More and more 18-year-olds, like Edmonton\'s Sam Gagner, are showing up on NHL rosters.
A growing trend in the NHL’s salary cap era is the fast-tracking of talented youngsters into prominent roles strictly for financial reasons.
That’s not really breaking news, but we’re sure noticing it with more regularity each season, especially when putting together our list of top 50 prospects for Future Watch 2008.
We were more than a little shocked to realize the top seven prospects from Future Watch 2007 made the quick jump to the NHL this season. Erik Johnson, Jonathan Toews, Nicklas Backstrom, Jack Johnson, Carey Price, Marc Staal and Peter Mueller are all now making an impact.
In the old NHL, you might have seen three or four of those seven still in college, junior or the minors. That’s not to suggest rushing them to the NHL will hurt their development.
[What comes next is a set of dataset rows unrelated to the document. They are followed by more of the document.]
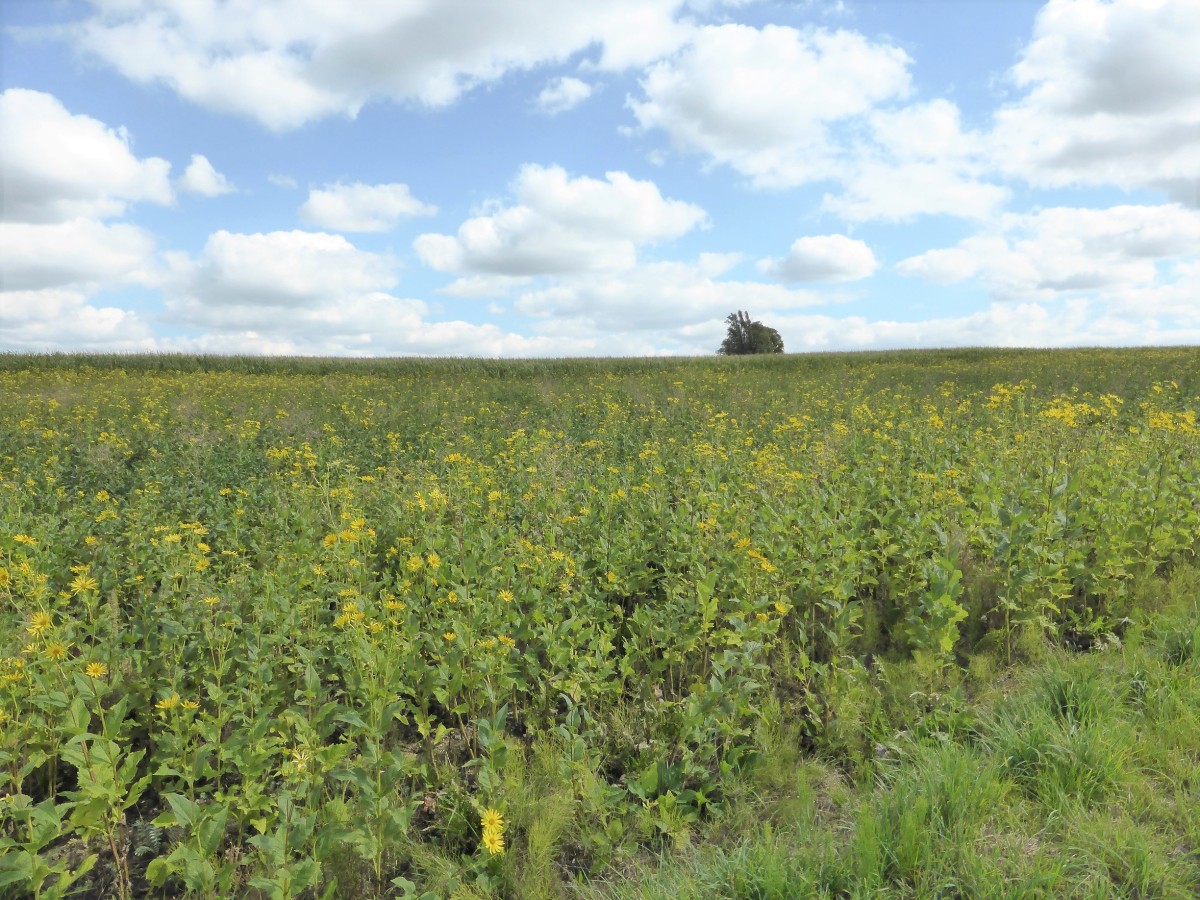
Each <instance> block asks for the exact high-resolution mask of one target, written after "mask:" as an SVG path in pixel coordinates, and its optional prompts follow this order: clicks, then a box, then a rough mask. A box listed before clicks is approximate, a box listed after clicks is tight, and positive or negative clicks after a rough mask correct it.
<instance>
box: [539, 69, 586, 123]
mask: <svg viewBox="0 0 1200 900" xmlns="http://www.w3.org/2000/svg"><path fill="white" fill-rule="evenodd" d="M590 96H592V85H590V84H588V83H587V82H583V80H580V79H578V78H571V77H570V76H563V77H562V78H556V79H554V80H552V82H551V83H550V84H547V85H546V86H545V88H542V89H541V91H540V92H539V94H538V101H536V104H538V109H540V110H541V112H542V113H546V114H548V115H557V114H558V113H565V112H566V110H568V109H574V108H575V107H577V106H578V104H580V103H582V102H583V101H584V100H587V98H588V97H590Z"/></svg>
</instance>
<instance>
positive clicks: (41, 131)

They’re all blue-chippers and should grow with the experience.
But when NHL GMs are formulating their lineups while trying to stay within the salary cap, it makes sense that they’ll need a couple of bargain players to play on the top two lines.
Let’s face it, proven first-liners command $4 to $8 million apiece. Productive second-liners surely want in the $3 million neighborhood. So those six players alone command more than half the $50.3 million team cap.
Add another $15 million for a solid starting goalie and two stud defensemen. That leaves just a few million for the other 14 players on the roster and the team suffers in the backend of the lineup.
So developing teams are slotting a couple of young prospects on entry-level contracts to play among the top six forwards. It’s better paying them at an entry-level rate than trying to sign or acquire a proven player who will want five times that amount.
The savings can then be used to beef up the stock on the third line or the second and third defense pairing.
In a way, this might help boost the salaries of the middle class. The top players are always going to get top dollar, the fourth-liners and rookies are always going to be the bottom-feeders. So more bargain rookies translates into more dollars for the nine through 13 players on the roster. Demand will then shift to the prominent role players.
We’ll see it happen again next October. More and more teams will pencil promising rookies into the lineups.
Check out our list of top 50 prospects in Future Watch 2008. Names such as Kyle Turris, James van Riemsdyk, Jakub Voracek, Patrik Berglund, Derick Brassard, Kyle Okposo, Shawn Matthias, Bryan Little and more will be fast-tracked to the top two lines.
They may be young, but they have the talent to play prominent roles. And it makes economic sense in today’s NHL.